The old man pointed toward the battlefield. His armored hand hovered over Remthus’ shoulder and he felt heat radiating off the mystical armor.
“I’m going that way. Get off my field and get out of my way.”
“Are you with the Baron?”
“Baron!? Who in the Yozi’s butt is the Baron?”
Remthus sighed, “Our opponent, on the other side.”
Another scoff, “Like I care about your pathetic little battle. I have a job to do and,” he made a point of looking around then down at the Dragon-Blooded mewing in the mud, “there really is nothing that you can do to stop me.”
Remthus took a long breath, calming himself, “I won’t, as long as you neither try to harm us or join our enemies.”
The old man grunted once, then stepped around him. Without giving a single command, he speared forward, the ranks of the mercenaries peeling back and giving him a corridor to walk along. Less than a minute later, the path was cleared to the No Man’s Land. Remthus made no effort to move. Instead, he watched the five wagons and over two hundred men file their way. Near the back, about two dozen of the new wing of warriors suddenly split apart, disappearing into the ranks of the mercenaries with just a whisper of movement. The warriors were not paying attention, somehow focused on the loud and obnoxious Terrestrial in the front.
“Hey!”
Remthus held his sword and dove after them, shoving his way through the stunned crowds and leading toward the first of the men. He found them between two tents, kneeling down and unrolling something in front of heavily injured mercenary. He spoke with a smile, not seeing Remthus.

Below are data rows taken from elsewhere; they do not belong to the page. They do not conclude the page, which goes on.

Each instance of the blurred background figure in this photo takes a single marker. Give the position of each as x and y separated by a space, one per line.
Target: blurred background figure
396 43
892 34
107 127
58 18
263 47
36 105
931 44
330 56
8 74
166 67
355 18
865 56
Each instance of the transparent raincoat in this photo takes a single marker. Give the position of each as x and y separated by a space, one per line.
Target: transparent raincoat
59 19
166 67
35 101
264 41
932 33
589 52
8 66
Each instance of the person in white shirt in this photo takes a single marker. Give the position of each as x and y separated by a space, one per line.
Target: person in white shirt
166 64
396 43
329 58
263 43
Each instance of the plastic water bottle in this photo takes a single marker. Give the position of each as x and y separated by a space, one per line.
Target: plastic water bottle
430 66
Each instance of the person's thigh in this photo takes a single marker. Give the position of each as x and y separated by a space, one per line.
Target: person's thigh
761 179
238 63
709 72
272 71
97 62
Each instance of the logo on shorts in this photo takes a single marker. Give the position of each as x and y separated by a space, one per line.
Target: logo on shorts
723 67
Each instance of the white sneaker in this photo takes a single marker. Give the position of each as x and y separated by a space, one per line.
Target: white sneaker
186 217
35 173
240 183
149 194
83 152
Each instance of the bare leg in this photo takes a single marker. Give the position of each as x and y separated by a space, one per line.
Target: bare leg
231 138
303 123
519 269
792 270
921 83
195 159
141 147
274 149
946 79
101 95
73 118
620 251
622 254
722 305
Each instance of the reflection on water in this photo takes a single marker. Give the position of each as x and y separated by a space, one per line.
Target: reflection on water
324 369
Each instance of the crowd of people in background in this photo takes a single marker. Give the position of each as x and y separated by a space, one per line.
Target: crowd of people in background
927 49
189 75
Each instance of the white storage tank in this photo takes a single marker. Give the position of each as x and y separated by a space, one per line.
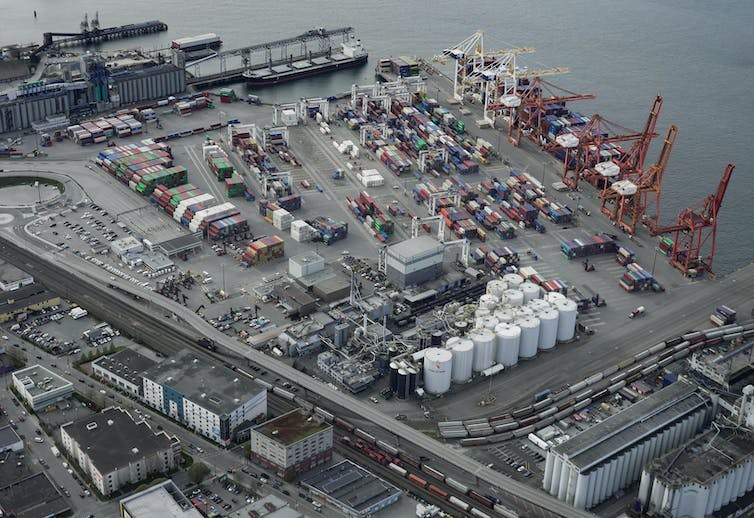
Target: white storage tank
487 301
514 297
567 311
529 337
530 290
507 338
438 364
554 296
513 280
548 328
496 287
484 349
463 359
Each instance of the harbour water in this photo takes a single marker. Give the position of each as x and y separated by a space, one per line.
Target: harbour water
696 54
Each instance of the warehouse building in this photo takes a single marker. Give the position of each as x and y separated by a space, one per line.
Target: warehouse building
414 261
123 370
12 278
609 456
207 397
354 491
164 500
702 476
116 451
27 299
292 443
40 387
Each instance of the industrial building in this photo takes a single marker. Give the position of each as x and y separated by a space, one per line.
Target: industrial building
165 500
593 465
123 370
414 261
12 278
292 443
702 476
40 387
353 490
207 397
115 451
27 299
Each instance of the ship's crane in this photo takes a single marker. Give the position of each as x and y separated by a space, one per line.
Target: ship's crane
696 231
467 56
535 100
583 150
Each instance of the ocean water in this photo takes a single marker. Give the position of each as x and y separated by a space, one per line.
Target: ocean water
696 54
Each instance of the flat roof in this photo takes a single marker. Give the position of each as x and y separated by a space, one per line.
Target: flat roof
351 486
127 364
33 496
164 500
706 458
112 438
207 383
292 427
35 375
415 249
629 426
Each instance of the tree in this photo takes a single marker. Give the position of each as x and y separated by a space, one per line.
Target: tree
198 472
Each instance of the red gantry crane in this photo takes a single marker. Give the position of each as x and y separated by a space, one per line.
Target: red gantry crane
696 231
585 150
536 99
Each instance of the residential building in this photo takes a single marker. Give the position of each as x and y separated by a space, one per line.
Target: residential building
206 396
292 443
40 387
123 370
164 500
115 451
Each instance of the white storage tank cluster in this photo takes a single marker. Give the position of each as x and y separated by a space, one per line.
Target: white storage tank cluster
529 337
507 338
484 349
438 365
548 328
463 359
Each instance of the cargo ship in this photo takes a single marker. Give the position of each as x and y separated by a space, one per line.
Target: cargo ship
194 43
351 55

“Hello, I’m one of the Bastards. If you don’t mind, I’d like to see that injury.”
Almost gracefully, the strange man had unrolled a field surgery kit, had a hastily donned bandage on and was already looking at it.
“Oh... if you don’t mind?”
It was polite but sudden. The mercenary nodded and the doctor pulled out a thread and needle. Threading it with one hand, he started to stitch the nasty wound together. To Remthus’ surprise, he didn’t even see a ghost of pain on the mercenary’s face. Frowning, he slipped away toward the next one. This medic was treating another injury, removing an arrow buried in a man’s stomach. Moving faster than he thought possible, the man had staunched the blood and treated it, setting the arrow aside as he moved with supernatural speed. He drew closer as the mercenary’s companion watched with his own hand hovering over the blade.
“Who are you?”
The medic looked up, “Bastards, actually. A small wing of combat medics graced by our nearly-impossible-to-stand leader, the Ancient Healing Bastard.”
“A-Are you Blooded?”
A smile, “No, a mere mortal like yourself.”

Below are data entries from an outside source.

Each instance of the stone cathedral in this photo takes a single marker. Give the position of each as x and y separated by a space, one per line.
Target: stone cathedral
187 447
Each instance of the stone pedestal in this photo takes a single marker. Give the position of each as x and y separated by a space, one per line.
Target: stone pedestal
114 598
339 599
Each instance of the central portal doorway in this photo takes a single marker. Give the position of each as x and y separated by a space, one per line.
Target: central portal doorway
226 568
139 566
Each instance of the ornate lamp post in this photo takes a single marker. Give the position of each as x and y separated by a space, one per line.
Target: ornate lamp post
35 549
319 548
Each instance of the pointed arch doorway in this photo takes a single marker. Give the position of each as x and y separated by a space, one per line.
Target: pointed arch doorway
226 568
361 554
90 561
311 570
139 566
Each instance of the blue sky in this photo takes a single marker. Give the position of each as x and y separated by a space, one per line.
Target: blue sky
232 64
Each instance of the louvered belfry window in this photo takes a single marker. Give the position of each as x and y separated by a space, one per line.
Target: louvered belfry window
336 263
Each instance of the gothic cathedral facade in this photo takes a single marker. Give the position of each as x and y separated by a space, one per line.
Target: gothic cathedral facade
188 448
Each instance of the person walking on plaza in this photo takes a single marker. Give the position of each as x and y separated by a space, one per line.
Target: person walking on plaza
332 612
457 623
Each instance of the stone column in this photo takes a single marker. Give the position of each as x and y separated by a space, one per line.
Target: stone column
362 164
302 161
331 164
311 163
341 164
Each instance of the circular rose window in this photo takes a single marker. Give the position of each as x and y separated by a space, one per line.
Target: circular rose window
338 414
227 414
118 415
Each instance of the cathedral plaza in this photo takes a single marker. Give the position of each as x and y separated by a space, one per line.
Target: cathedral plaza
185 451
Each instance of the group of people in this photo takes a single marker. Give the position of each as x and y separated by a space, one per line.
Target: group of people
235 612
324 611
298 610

“But,” the mercenary looked down where the medic had already sewn up the wound, doing hours worth of work in mere minutes, “how can you work...?”

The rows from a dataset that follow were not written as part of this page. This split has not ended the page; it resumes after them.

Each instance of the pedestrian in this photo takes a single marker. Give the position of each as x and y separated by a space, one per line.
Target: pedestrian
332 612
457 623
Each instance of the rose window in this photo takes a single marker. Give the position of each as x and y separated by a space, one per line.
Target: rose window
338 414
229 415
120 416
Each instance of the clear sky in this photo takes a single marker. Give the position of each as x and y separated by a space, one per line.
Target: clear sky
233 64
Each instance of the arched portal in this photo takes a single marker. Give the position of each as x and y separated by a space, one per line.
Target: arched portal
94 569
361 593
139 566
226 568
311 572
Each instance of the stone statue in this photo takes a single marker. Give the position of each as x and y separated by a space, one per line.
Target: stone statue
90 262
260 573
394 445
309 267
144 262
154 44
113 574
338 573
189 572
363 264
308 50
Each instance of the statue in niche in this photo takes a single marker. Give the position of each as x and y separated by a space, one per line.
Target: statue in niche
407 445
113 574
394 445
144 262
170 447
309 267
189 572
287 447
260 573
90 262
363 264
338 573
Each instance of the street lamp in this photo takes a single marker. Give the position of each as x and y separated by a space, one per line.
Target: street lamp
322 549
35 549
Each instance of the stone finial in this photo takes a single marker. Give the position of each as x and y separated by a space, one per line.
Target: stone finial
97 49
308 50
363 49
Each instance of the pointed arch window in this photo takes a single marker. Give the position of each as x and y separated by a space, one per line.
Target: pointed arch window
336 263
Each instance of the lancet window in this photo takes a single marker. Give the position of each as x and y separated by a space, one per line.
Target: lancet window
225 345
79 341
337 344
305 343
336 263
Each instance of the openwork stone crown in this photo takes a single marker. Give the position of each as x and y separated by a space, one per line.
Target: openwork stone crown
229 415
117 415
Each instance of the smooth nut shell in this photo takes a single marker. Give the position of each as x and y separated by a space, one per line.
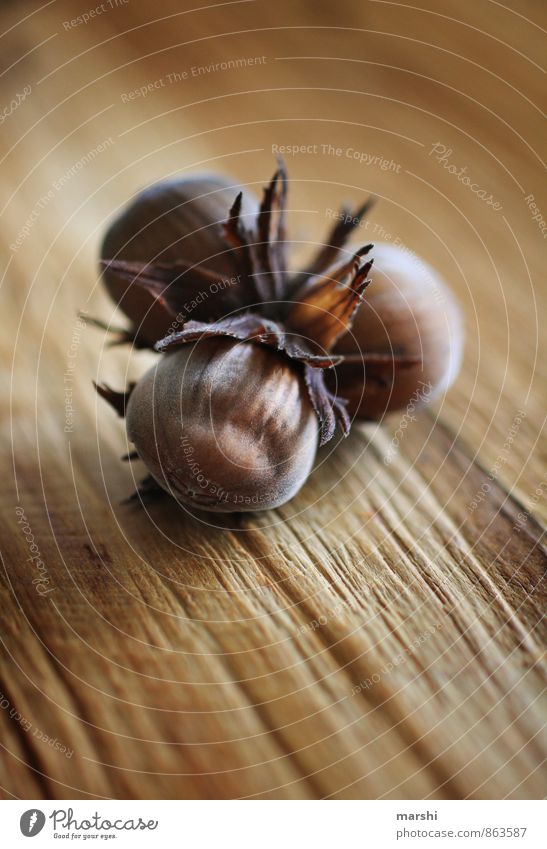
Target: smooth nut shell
170 221
224 426
407 311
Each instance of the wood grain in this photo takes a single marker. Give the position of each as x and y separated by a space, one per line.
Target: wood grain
382 635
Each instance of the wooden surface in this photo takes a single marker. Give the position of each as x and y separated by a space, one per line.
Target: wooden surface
380 636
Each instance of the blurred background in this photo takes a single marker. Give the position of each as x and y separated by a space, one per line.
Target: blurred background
176 663
125 94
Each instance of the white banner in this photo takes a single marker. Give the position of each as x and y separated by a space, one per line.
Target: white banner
275 824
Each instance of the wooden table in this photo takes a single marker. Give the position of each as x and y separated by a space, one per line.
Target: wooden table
380 636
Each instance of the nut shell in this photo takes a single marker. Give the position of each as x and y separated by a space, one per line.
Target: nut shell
167 222
407 312
224 426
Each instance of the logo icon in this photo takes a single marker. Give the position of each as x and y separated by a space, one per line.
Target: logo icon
32 822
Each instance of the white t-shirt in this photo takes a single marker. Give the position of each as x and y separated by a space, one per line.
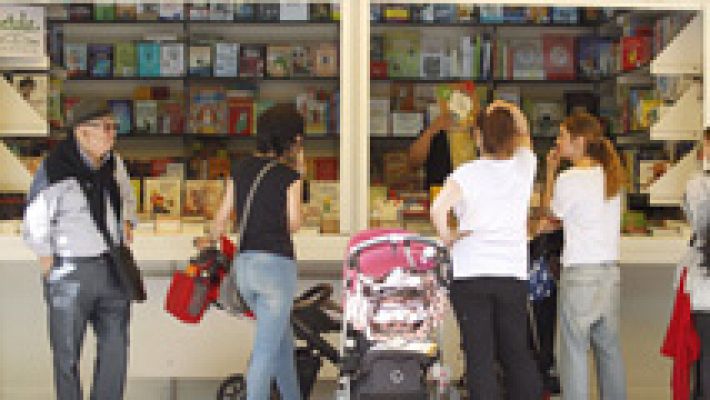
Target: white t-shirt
592 223
494 207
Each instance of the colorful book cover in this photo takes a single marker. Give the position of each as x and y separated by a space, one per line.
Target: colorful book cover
100 60
491 14
251 60
565 15
316 120
326 64
199 10
104 12
81 12
124 59
200 60
202 198
148 59
221 11
278 61
244 12
171 117
268 12
148 11
162 196
172 59
241 115
320 12
122 111
293 12
559 57
527 59
146 113
208 110
226 59
75 59
172 11
34 90
402 53
301 61
126 11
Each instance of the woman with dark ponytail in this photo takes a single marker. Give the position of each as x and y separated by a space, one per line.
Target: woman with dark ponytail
586 198
697 261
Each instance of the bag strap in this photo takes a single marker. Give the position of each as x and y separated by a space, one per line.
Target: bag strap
250 199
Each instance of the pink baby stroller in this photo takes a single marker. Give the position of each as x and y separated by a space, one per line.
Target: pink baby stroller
395 286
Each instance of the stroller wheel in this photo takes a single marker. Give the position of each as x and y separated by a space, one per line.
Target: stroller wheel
233 388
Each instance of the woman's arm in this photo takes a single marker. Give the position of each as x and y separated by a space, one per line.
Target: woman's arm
446 200
225 210
293 205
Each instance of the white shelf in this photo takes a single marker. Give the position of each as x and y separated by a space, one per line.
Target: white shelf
683 120
669 188
684 54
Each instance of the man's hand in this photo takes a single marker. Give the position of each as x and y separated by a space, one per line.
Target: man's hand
45 264
128 232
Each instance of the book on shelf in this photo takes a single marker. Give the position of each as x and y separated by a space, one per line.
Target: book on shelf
172 59
527 60
241 114
539 15
122 111
208 110
81 12
34 89
162 196
244 12
124 59
202 198
301 61
226 61
565 15
148 11
251 60
489 14
171 117
148 54
326 64
268 12
100 57
278 61
199 10
146 116
295 11
104 12
316 121
379 117
559 57
200 60
320 12
407 124
126 11
172 11
402 53
221 11
75 59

“What, this? By the grace of Bastard, he grants us speed and skill where we only have a small measure.”
Remthus cleared his throat, “What?”
The medic glanced over at him, then shifted slightly to work on the next mercenary, this one had a bloody bandage over his head.
“Your leader, the white guy Bastard knocked out. Doesn’t he use the grace of the dragons to enhance your combat abilities?”
Remthus shook his head slowly, “No...”
“Well, the Bastard doesn’t hold back for us. We have his abilities when it comes to being a combat medic, when he remembers. We’ll be in and out of her in a few hours, if no one bothers us.”
Remthus relaxed slightly, “And that’s all you are doing? Healing?”
The medic nodded, already done with the second man.
“Feel free to escort me and the others. Get us to those who need saving and we’ll make sure no one dies without us doing our best.”
Remthus flicked a hand to the three remaining members of the fang. They stood up, belted on their weapons, and followed the medic. Remthus found another two.
“You, find the others and make sure they are watched. If they are just healing, don’t bother them, but if they attack, make sure you kill them before they hurt us.”
“Sir!”
Remthus spread the word as he made his way to the front ranks. Half the army stared out into the No Man’s Land as the five wagons spread out across the field. White uniformed medics stretched out and started to comb the bodies. He watched as two of them knelt by a hand reaching up and started to pull out their surgery kits.